Stats Bootcamp - class 14

Hypothesis testing

Neelanjan Mukherjee

RNA Bioscience Initiative | CU Anschutz

2024-10-21

Prepare mouse biochem data

# we are reading the data directly from the internet
biochem <- read_tsv("http://mtweb.cs.ucl.ac.uk/HSMICE/PHENOTYPES/Biochemistry.txt", show_col_types = FALSE) |>
  janitor::clean_names()

# simplify names a bit more
colnames(biochem) <- gsub(pattern = "biochem_", replacement = "", colnames(biochem))

# we are going to simplify this a bit and only keep some columns
keep <- colnames(biochem)[c(1, 6, 9, 14, 15, 24:28)]
biochem <- biochem[, keep]

# get weights for each individual mouse
# careful: did not come with column names
weight <- read_tsv("http://mtweb.cs.ucl.ac.uk/HSMICE/PHENOTYPES/weight", col_names = F, show_col_types = FALSE)

# add column names
colnames(weight) <- c("subject_name", "weight")

# add weight to biochem table and get rid of NAs
# rename sex to sex
b <- inner_join(biochem, weight, by = "subject_name") |>
  na.omit() |>
  rename(sex = gender)

Learning objectives

Formulate and Execute null hypothesis testing
Identify and Perform the proper statistical test for data type/comparison
Calculate and Interpret p-values

Random variables

Response Variable ( y - aka dependent or outcome variable): this variable is predicted or its variation is explained by the explanatory variable.
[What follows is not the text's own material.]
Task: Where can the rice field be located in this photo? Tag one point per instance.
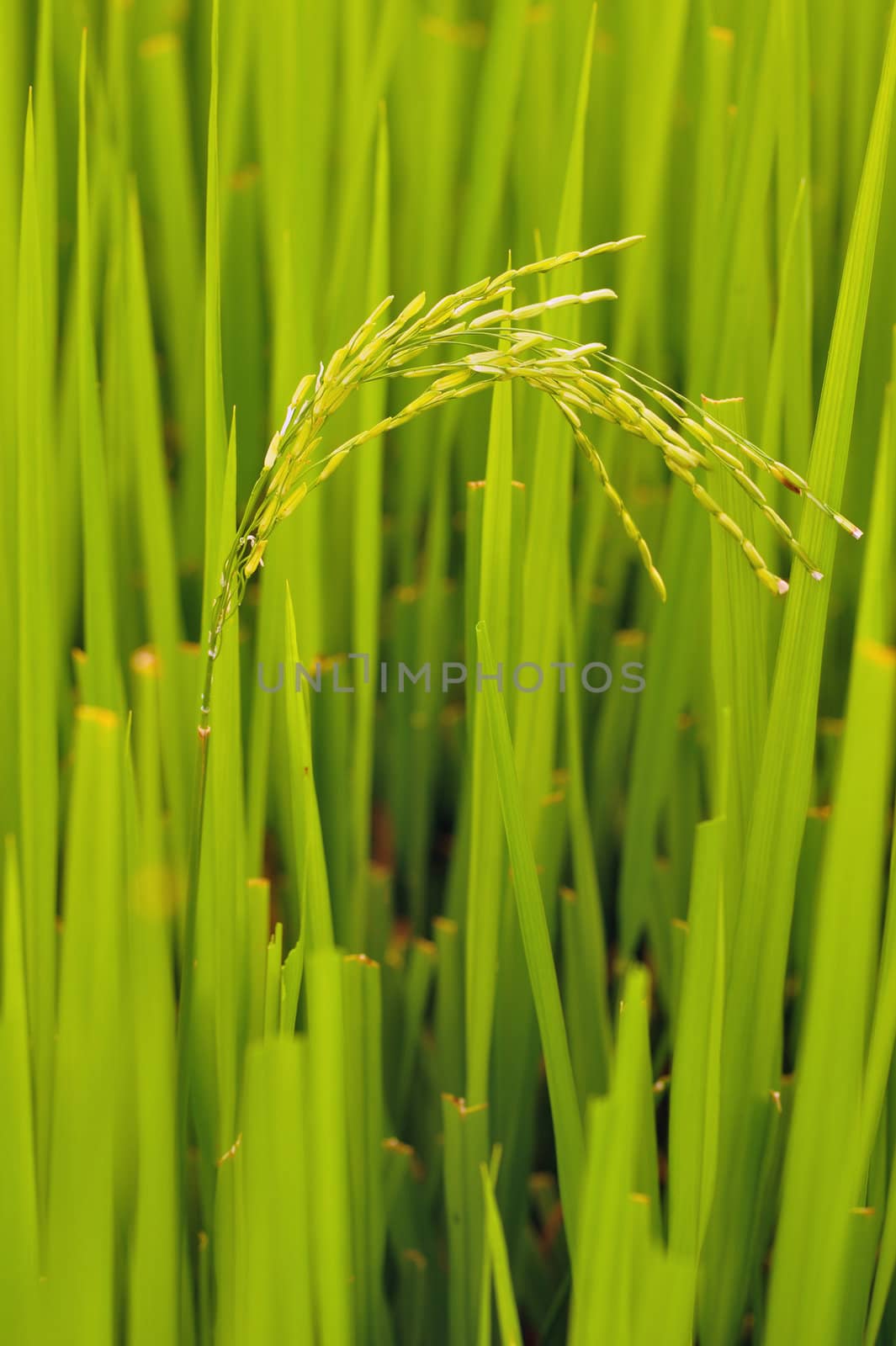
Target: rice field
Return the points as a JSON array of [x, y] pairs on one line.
[[448, 711]]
In an experiment, this is the outcome that is measured following manipulation of the explanatory variable.

Explanatory Variable ( x - aka independent or predictor variable): explains variations in the response variable. In an experiment, it is manipulated by the researcher.

The simplicity underlying common tests

Most of the common statistical models (t-test, correlation, ANOVA; etc.) are special cases of linear models or a very close approximation. This simplicity means that there is less to learn. It all comes down to:

\(y = a \cdot x + b\)

This needless complexity multiplies when students try to rote learn the parametric assumptions underlying each test separately rather than deducing them from the linear model.

Stats equation for a line

Model:

\(y\) equals the intercept (\(\beta_0\)) pluss a slope (\(\beta_1\)) times \(x\).

\(y = \beta_0 + \beta_1 x \qquad \qquad \mathcal{H}_0: \beta_1 = 0\)

… which is the same as \(y = b + a \cdot x\).

The short hand for this in R: y ~ 1 + x

R interprets this as:

y = 1*number + x*othernumber

The task of t-tests, lm, etc., is simply to find the numbers that best predict \(y\).

Appropriate statistical test cheatsheet

Comparing means between two groups

We will compare mouse \(weight\) by \(sex\).

# plot weight by sex
p_ws <- ggplot(
  b,
  aes(x = sex, y = weight)
) +
  geom_jitter(size = 1) +
  geom_hline(
    yintercept = mean(b$weight),
    color = "red"
  ) +
  theme_cowplot()


# plot weight by sex with mean weight and mean weight by sex
p_ws2 <- ggplot(
  b,
  aes(x = sex, y = weight)
) +
  geom_jitter(size = 1) +
  geom_hline(
    yintercept = mean(b$weight),
    color = "red"
  ) +
  stat_summary(fun = "mean", geom = "point", fill = "blue", shape = 23, size = 3) +
  theme_cowplot()

plot_grid(p_ws, p_ws2, ncol = 2, labels = c("weight", "weight by sex"), scale = c(1, 1))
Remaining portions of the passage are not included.